Quando o assunto é skincare, sempre dizem que quanto mais cedo você começar, melhor. Isso pode até ser verdade, mas quão cedo estamos nos referindo? Para alguns adolescentes, a preocupação contra o envelhecimento da pele já está em pleno andamento. No entanto, isso seria uma escolha fundamentada ou simplesmente uma influência dos padrões de beleza virtuais, como o “instagram face” e o “filter serum”, e da cultura de beleza que capitaliza as inseguranças das meninas?

Este tópico é bastante controverso e extremamente relevante, por isso, decidi trazer a discussão. Lembro-me de cuidar da minha pele desde a infância, mas naquela época, havia poucas opções de produtos disponíveis nas farmácias (OI, Clean&Clear). Além disso, me lembro de sempre receber orientação e de consultar dermatologistas com a presença da minha mãe, utilizando produtos adequados. Portanto, não vejo problema algum em uma adolescente de 13 anos querer cuidar da sua pele, inclusive, pensando nas transformações hormonais da puberdade, faz-se necessário cuidarmos. No entanto, a falta de orientação sobre o que é apropriado para a idade de meninas adolescentes me preocupa, especialmente quando se trata de produtos contendo ácidos. 
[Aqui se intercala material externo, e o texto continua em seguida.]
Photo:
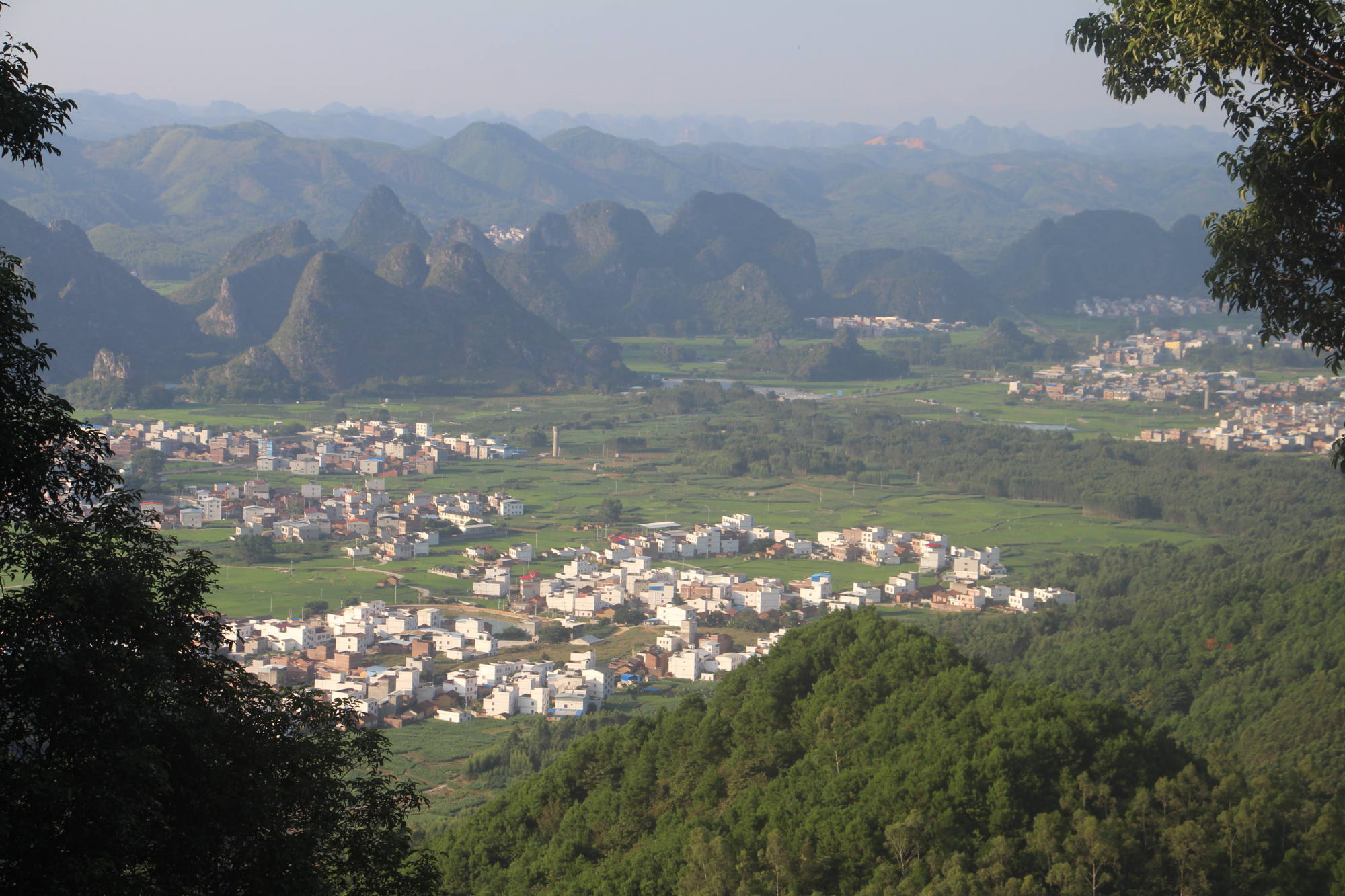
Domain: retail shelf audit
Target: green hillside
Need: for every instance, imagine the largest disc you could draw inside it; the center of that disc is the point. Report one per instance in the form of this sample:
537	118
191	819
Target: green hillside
864	756
208	188
919	284
150	255
1112	255
517	165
Hoje, tudo é diferente! Quem tem navegado pelo TikTok ultimamente certamente se deparou com vídeos de meninas de 9 a 14 anos compartilhando suas rotinas de cuidados com a pele, utilizando produtos como hidratantes, ácidos e máscaras faciais. A notável popularidade desses vídeos deu origem ao fenômeno conhecido como “Sephora Kids”, inicialmente difundido nos Estados Unidos e, atualmente, também presente no Brasil. Vivenciamos uma mudança significativa, onde jovens de 10 anos se infiltram, depois da escola, na Sephora – renomada rede de cosméticos francesa – em busca de produtos que, em muitos casos, não são adequados para a sua faixa etária.

Donna Jackson Nakazawa, jornalista científica e autora de Girls on the Brink: Helping Our Daughters Thrive in an Era of Increased Anxiety, Depression, and Social Media  adverte que as idades de 7 a 13 anos são anos importantes para a formação da identidade das meninas. Comprar na Sephora, segundo ela, reflete uma tendência através da qual estamos substituindo o desenvolvimento crucial do senso de identidade e pertencimento por uma ideia mais externa e performativa de quem se deve ser. 

É fato que existe uma inclinação natural em imitar os pais e outros adultos na vida de uma criança e, para as meninas, muitas vezes, isso se manifesta na tentativa de replicar a rotina de beleza de suas mães. No entanto, a rápida expansão da indústria de cosméticos e a crescente influência de meninas e mulheres mais velhas nas mídias sociais têm o potencial de transformar esse desejo inato de imitação em algo mais perigoso.

Essencialmente, incentivar as meninas a investirem em cuidados com a pele em uma idade tão jovem obscurece a linha entre ser menina e ser mulher, corroendo os últimos anos formativos da infância. Para as marcas, isso é bom para os negócios; elas se tornam clientes fiéis em uma idade precoce, aumentando os lucros. 

DeFino, especialista na área, atribui parte do crescente interesse das meninas pelos cuidados com a pele ao colapso da mídia tradicional. Ela destaca a preocupação das jovens com o antienvelhecimento, ligando-a à homogeneidade das mídias sociais e da publicidade em streaming na atualidade. Antigamente, canais e revistas específicos para meninas apresentavam anúncios e produtos diferentes daqueles destinados a públicos adultos, mas esses espaços desapareceram, expondo todos ao mesmo marketing e preocupações.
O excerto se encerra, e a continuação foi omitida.